Functions for which $\int f(g(x))\, \mathrm dx = f\left(\int g(x) \, dx\right)$

I was playing around with some integrals, and this question popped into my head:

What functions exist such that the following is true? $$\int f(g(x))\;\mathrm dx = f\left(\int g(x)\;\mathrm dx\right)$$

There there's the obvious example of $f(x) = x, \;g(x)=e^x$, but I was wondering if others exist.
EDIT 1: As pointed out in the comments, this is true for any $g$ if $f(x) = x$. But, this is sort of trivial--I'd really like to know about for other assignments of $f$... :)

My question is twofold:

  1. Are there known functions that satisfy this equality?
  2. What sort of topic in math would this fall under? (e.g. Abstract Algebra, Differential/Integral equations, etc.)

EDIT 2:
I'd also accept an answer to a similar, but slightly different question, as phrased in the comments by user1551; if it's easier/more feasible to answer:

Find a pair of functions $f$ and $g$ such that $\int_a^b f(g(x))dx=f\left(\int_a^bg(x)dx\right)$ for any interval $[a,b]$


Solution 1:

I can reformulate the problem in the following way. Suppose we have $$\int_0^x f(g(y)) dy = f\left( \int_0^x g(y)dy \right).$$ Take a derivative of each side to get $$f(g(x))=g(x) f'\left(\int_0^x g(y)dy \right).$$ Assume $g(x)$ is invertible. Then letting $z=g(x)$ we get $$\frac{f(z)}{z} = f'\left( \int_0^{g^{-1}(z)} g(y) dy \right).$$

Let $h(z)=\int_0^{g^{-1}(z)} g(y) dy$ be some arbitrary function. Note that this is the same as $h(g(x))=\int_0^x g(y)dy$. Then we look for solutions to $$\frac{f(z)}{z} =f'(h(z)),\qquad f(0)=0$$ $$h'(z)=z/g'(g^{-1}(z)), \qquad h(g(0))=0.$$ The boundary conditions come from plugging in $x=0$ into the appropriate expressions. We see that regardless of what $h(z)$ is, $f(z)=z$ is always a solution, as mentioned in the comments.
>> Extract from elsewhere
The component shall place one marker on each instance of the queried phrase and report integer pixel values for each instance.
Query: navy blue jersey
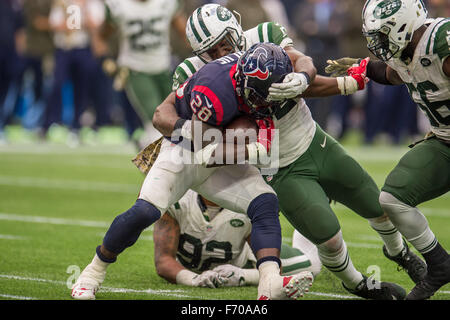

I spent some time trying to find another solution, but I could not. However, if you modify the original problem to $$\int_0^x f(g(y)) dy = f\left( \int_{-\infty}^x g(y)dy \right),$$ then our new equations reduce to $$\frac{f(z)}{z} =f'(h(z)),\qquad f(0)=0$$ $$h'(z)=z/g'(g^{-1}(z)), \qquad h(g(-\infty))=0.$$

It turns out that $f(x)=x^p$ and $h(x)=x/p^{p-1}$ satisfy the first equation. Then if we choose $g(x)=e^{x p^{p-1}}$, we find the second equation is also satisfied.

If we really asked, for what $f$ and $g$ does there exist such that $\int_{-\infty}^x f(g(y)) dy - f\left( \int_{-\infty}^x g(y)dy \right)$ is constant, then the above gives a new solution.